Всю последнюю неделю она ходила как сомнамбула, думая об одном. Вот она и переспала с мужчиной! Сама от себя не ожидала. Сколько было переживаний! Не то, чтобы береглась. Но и к такому не готовилась. Всегда думала, что это будет с любимым или с парнем, который хотя бы признается в любви. Не с этим повелителем сердец, от которого веяло опасностью, как от дождя — свежей бурной влагой. Он вроде бы и был нормальным, но в глубине чересчур спокойных глаз застыло вечное напряжение. Оно не вязалось с его невероятной самонадеянностью. Ярослав ходил с высоко поднятой головой, словно никогда в жизни ничего не боялся. Он мог все что угодно делать не испытывая при этом беспокойства, колебания или стыда. Как она убедилась неделю назад, это распространялось и на постель. Никогда прежде ей не приходилось общаться с таким человеком. Часто, находясь близко от него, в ресторане, на улице, когда они смеялись вместе или она разглядывала морщинки вокруг его глаз или когда прикасалась к его горячим ладоням, она ощущала, как переливается в неё его бескрайняя уверенность.

Только Ярослав был, похоже, удивлен, что она девственница. Что было в его лице? Изумление? Невяжущаяся с его образом растерянность?

А кем он её себе нарисовал?

— Почему ты мне не сказала?

Ну что за идиотский вопрос? Она и так испытывала неловкость, не знала, как ведут себя, и что говорят в таких случаях, а тут еще и упреки.

— Как ты себе это представлял? — взвилась она, пытаясь защититься. — В тот момент, когда ты поцарапал мою машину? Когда мы гуляли? Или на вечеринке? Может быть в тот момент, когда ты стянул мои трусики? — она намеренно была грубой. Ему это не нравилось. А она не хотела ему нравиться. Она хотела, чтобы он сказал, что любит её.

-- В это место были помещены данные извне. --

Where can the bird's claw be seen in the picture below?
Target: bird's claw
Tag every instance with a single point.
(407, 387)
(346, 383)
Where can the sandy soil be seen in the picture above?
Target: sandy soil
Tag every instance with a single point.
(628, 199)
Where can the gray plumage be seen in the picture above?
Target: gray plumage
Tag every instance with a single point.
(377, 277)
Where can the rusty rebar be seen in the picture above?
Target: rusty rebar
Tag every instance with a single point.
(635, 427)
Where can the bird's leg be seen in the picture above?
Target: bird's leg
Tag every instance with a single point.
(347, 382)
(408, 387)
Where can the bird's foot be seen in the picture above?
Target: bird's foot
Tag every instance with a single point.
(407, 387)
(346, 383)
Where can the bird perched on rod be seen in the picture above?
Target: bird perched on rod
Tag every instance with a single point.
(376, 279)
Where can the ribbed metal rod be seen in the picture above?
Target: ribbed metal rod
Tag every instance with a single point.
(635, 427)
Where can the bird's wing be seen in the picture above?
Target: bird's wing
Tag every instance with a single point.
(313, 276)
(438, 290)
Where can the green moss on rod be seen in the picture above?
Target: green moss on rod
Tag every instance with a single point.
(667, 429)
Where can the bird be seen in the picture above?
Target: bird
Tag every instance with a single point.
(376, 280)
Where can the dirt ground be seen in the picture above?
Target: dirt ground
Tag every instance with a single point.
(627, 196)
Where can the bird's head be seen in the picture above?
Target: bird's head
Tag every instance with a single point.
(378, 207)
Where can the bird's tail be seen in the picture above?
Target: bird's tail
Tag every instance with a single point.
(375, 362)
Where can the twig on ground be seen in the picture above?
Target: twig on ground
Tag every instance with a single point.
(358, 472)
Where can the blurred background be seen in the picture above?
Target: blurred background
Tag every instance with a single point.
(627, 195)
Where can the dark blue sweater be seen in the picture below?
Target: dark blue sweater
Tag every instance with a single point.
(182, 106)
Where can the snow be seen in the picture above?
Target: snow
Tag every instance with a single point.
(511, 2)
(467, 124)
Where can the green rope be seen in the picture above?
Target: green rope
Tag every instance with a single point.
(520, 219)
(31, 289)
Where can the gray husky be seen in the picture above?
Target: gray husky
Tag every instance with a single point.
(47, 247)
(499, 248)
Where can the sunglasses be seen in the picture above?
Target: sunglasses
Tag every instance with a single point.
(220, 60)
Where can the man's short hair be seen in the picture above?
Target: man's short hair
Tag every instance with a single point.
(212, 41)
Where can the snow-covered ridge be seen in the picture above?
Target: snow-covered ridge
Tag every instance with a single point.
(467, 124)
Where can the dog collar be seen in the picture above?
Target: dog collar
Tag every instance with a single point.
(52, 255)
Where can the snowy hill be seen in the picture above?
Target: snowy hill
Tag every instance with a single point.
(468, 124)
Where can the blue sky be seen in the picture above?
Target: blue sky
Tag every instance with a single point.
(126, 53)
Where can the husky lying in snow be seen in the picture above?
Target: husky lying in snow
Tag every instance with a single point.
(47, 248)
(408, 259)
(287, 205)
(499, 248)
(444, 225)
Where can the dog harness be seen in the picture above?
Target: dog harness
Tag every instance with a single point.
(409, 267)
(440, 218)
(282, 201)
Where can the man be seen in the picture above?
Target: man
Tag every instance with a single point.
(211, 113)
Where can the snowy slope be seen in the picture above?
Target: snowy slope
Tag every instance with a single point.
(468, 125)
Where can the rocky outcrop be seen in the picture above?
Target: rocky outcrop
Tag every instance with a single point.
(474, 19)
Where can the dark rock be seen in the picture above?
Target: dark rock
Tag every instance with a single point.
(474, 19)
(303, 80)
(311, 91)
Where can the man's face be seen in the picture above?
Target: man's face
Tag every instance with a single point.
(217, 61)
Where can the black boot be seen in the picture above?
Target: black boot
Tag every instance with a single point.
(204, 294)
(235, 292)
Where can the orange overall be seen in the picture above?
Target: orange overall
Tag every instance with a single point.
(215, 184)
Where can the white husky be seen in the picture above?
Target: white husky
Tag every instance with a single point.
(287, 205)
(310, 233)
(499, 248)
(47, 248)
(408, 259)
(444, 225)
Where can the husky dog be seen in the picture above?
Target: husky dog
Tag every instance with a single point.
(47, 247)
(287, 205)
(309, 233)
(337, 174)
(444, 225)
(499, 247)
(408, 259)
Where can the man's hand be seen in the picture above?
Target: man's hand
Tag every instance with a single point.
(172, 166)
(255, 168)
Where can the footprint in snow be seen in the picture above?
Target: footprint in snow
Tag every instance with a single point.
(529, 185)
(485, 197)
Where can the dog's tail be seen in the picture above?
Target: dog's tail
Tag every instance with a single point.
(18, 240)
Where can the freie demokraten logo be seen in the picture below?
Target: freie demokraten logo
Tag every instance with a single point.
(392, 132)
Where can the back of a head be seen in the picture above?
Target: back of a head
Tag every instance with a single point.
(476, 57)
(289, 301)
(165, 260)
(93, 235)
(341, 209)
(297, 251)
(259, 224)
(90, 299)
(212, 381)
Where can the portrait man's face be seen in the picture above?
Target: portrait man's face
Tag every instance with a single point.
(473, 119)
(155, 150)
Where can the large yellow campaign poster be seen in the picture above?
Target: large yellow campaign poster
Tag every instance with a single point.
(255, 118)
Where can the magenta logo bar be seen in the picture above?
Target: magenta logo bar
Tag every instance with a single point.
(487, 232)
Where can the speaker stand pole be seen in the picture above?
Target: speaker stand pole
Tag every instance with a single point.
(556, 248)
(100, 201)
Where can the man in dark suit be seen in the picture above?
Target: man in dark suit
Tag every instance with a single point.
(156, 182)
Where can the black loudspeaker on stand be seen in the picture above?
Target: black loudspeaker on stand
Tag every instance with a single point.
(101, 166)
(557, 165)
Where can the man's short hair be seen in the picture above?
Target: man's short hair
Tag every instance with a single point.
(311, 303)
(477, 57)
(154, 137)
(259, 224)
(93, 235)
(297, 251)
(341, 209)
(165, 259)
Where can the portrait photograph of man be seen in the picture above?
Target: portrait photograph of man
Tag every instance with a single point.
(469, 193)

Как это при всей бросающейся в глаза увлеченности, он забыл про волшебные слова? Это пугало. Впрочем, и признание не исправило бы ситуацию.

Вика привыкла быть с мужчинами настороже. Жизнь научила. Парни ей попадались сплошь и рядом притворщики. Один, казалось, её очень любил, они встречались полтора года. Лёшка Крестовский: высокий и крепкий, весь такой положительный. Холил, лелеял. Но на одном из празднеств своей многочисленной родни, когда они поссорились, не решился подойти первым: Вика не понравилась родственникам. И ссора-то вспыхнула потому, что она уже не могла впихнуть себя ни кусочка. Она спиной чувствовала шёпот тетушек: «Обиделась она, какая краля!» Леша тоже слышал, но не заступился. А ведь он любил её, дорожил: Вика была в этом уверенна. Ну и зачем ей парень, который не мог сказать слово в защиту любимой?

Другой, однокурсник, когда они только начали встречаться, и отношения были хрупкими, ляпнул: «Я на тебе женюсь, но у себя не пропишу»! Вика уже не помнила, к чему был тот разговор. Да она сама могла прописать его в пяти квартирах! Любовь зачахла, не успев раскрыть лепестки.